FOOD BRANDS RESPOND TO CONSUMER DEMAND FOR SIMPLER INGREDIENTS
Nestle, Kraft Foods, General Mills and other top food companies are altering product formulations to include simpler ingredients and less sugar. In a shopper survey, 62% of consumers said they seek out minimally processed foods, and 53% prefer foods and beverages with a short list of recognizable ingredients, according to the Natural Marketing Institute. Nestle recently reduced the amount of sugar in its Nesquik powdered milk, and General Mills removed the artificial sweetener aspartame from its Yoplait Light yogurts.
KIND BARS GET WARNING FROM FDA ABOUT HEALTH CLAIMS
Via ABC News
The FDA sent a warning letter to KIND Healthy Snacks, saying labels on its snack bars make health claims that the products do not meet “healthy” criteria.
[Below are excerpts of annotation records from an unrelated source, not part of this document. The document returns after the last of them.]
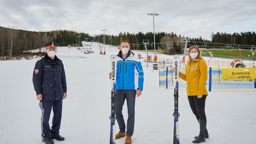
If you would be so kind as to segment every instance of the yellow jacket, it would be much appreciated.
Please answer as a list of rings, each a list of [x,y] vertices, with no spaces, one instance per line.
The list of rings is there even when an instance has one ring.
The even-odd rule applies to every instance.
[[[207,65],[203,59],[196,58],[188,63],[185,74],[179,72],[179,77],[187,81],[188,96],[208,95],[206,88],[207,80]]]

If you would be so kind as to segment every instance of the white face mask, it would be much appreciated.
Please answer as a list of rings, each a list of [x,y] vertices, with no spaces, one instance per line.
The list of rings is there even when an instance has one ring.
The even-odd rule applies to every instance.
[[[128,52],[129,51],[129,49],[127,47],[124,47],[121,50],[122,51],[122,53],[123,53],[124,55],[126,55],[128,53]]]
[[[51,57],[54,57],[55,56],[55,54],[56,54],[56,52],[54,51],[51,51],[48,52],[48,54],[49,56]]]
[[[190,56],[192,58],[192,59],[195,59],[197,57],[197,55],[198,55],[197,53],[190,53]]]

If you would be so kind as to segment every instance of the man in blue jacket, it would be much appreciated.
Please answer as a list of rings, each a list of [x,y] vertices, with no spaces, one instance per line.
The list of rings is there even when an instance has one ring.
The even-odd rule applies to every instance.
[[[62,100],[67,97],[67,83],[64,66],[55,55],[58,44],[50,42],[44,45],[47,54],[37,61],[33,73],[33,85],[42,110],[41,136],[43,142],[52,144],[52,139],[63,140],[59,135],[62,112]],[[52,125],[49,125],[52,108]]]
[[[126,99],[128,119],[125,144],[130,144],[134,129],[135,98],[136,95],[138,97],[141,94],[144,73],[139,58],[130,50],[129,42],[123,41],[120,49],[117,55],[115,109],[120,130],[115,135],[115,138],[126,136],[126,125],[122,110]],[[113,74],[110,72],[109,77]]]

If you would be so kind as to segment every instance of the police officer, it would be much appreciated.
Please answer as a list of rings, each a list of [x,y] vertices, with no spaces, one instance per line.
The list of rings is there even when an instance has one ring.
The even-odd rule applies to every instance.
[[[42,110],[41,136],[46,144],[52,144],[52,139],[63,140],[59,135],[62,112],[62,100],[67,97],[67,83],[64,66],[55,55],[58,44],[50,42],[44,44],[47,54],[37,61],[33,73],[33,85]],[[49,125],[52,108],[52,125]]]

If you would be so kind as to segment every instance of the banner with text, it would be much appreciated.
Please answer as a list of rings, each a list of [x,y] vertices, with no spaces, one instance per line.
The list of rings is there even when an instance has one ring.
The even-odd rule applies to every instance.
[[[223,68],[222,79],[245,80],[256,78],[256,68]]]

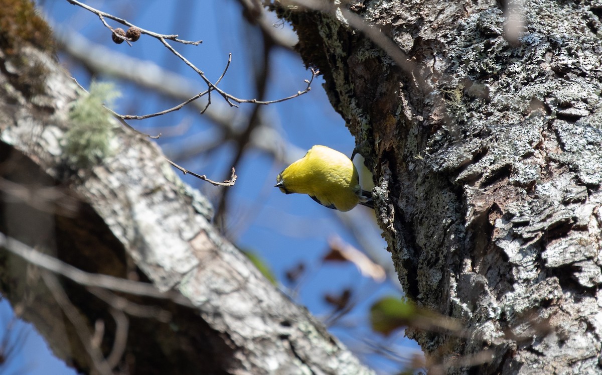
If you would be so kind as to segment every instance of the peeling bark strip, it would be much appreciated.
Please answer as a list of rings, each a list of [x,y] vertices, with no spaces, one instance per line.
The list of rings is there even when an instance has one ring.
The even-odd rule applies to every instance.
[[[602,372],[602,7],[290,2],[279,14],[376,171],[405,291],[467,328],[410,332],[428,359],[450,374]],[[476,368],[456,360],[485,350]]]
[[[24,40],[8,53],[2,37],[0,232],[21,253],[61,262],[34,267],[3,237],[0,289],[57,356],[84,373],[373,373],[220,236],[206,199],[148,139],[114,122],[110,153],[70,165],[62,139],[82,94],[52,53]],[[93,277],[84,287],[49,269],[179,297],[92,287]]]

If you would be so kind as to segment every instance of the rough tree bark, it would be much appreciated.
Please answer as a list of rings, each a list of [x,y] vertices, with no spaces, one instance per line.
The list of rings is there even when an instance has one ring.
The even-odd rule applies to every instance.
[[[272,5],[374,171],[406,292],[466,327],[409,330],[431,365],[602,372],[602,5]]]
[[[0,7],[0,288],[15,310],[87,373],[371,373],[219,235],[149,140],[116,122],[112,156],[72,168],[83,94],[31,5]]]

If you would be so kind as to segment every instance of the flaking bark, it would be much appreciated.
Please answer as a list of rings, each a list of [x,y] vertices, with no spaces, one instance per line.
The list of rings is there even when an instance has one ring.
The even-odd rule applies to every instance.
[[[601,6],[291,3],[275,8],[374,171],[405,291],[465,326],[408,330],[432,368],[602,371]]]
[[[63,137],[73,101],[85,94],[48,52],[19,40],[11,54],[0,49],[0,230],[81,269],[177,297],[107,294],[60,277],[75,308],[69,315],[43,281],[52,276],[2,248],[2,295],[57,355],[81,371],[99,370],[82,335],[100,333],[98,346],[108,357],[125,312],[116,371],[373,373],[220,236],[210,205],[147,139],[116,121],[110,153],[89,168],[70,163]],[[35,92],[25,90],[28,81]]]

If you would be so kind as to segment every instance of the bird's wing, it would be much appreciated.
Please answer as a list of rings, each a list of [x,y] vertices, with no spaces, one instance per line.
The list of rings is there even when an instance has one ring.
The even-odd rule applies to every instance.
[[[309,194],[308,194],[308,195],[309,195]],[[332,203],[331,203],[331,204],[330,204],[330,205],[329,205],[329,206],[326,206],[326,204],[324,204],[324,203],[322,203],[321,202],[320,202],[320,200],[318,200],[318,199],[317,198],[316,198],[316,197],[314,197],[314,196],[312,196],[312,195],[309,195],[309,197],[310,197],[310,198],[311,198],[311,199],[312,199],[312,200],[314,200],[314,201],[315,201],[316,202],[317,202],[317,203],[320,203],[320,204],[321,204],[321,205],[322,205],[322,206],[323,206],[324,207],[327,207],[328,208],[329,208],[329,209],[332,209],[333,210],[336,210],[336,209],[337,209],[337,207],[335,207],[335,205],[334,205],[334,204],[333,204]]]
My favorite response to this was from registered dietitian Cynthia Sass for Health.
SOMMELIERS TAKE WINE SERVICE TO A NEW, MORE PERSONAL LEVEL
Via Wine Enthusiast Magazine online
Sommeliers are elevating the traditional restaurant wine service to a more personal level, working with patrons to determine their wine preferences before they even arrive at their table. The practice helps deepen the sommelier-consumer relationship and makes wine more approachable, said Farmhouse Inn Estate Wine Director Allyson Gorsuch.
OLIVE GARDEN TO PUT TABLETS IN EVERY RESTAURANT
Via Orlando Sentinel
Olive Garden has been testing tabletop tablets at a handful of Florida eateries for more than a year, and next month it will put the gadgets in all 845 of its U.S. restaurants. The 7-inch touchscreen tablets from Ziosk let guests play games, split bills and pay from the table using a credit-card reader.
MARCUS SAMUELSSON TALKS MOBILE APPS AND PAYING FOR RESERVATIONS
Via NBC News
Chef and restaurateur Marcus Samuelsson’s fast-casual eatery Streetbird will go live with a free mobile ordering and payment application this week that will speed ordering and cut wait times, he said. His full-service Red Rooster restaurant works with reservation service OpenTable, but he is against a new generation of apps that charge extra to snag in-demand tables.
HOMARO CANTU LEAVES A LEGACY TO CHICAGO’S RESTAURANT SCENE
Via Chicago Tribune
Chef Homaro Cantu, who died Wednesday, was one of three Chicago chefs credited with raising awareness about the city’s creative culinary scene, writes Phil Vettel. “Cantu, a visionary and idealist with the ability to delight and inspire, is gone, a singular career cut short way too soon,” he writes.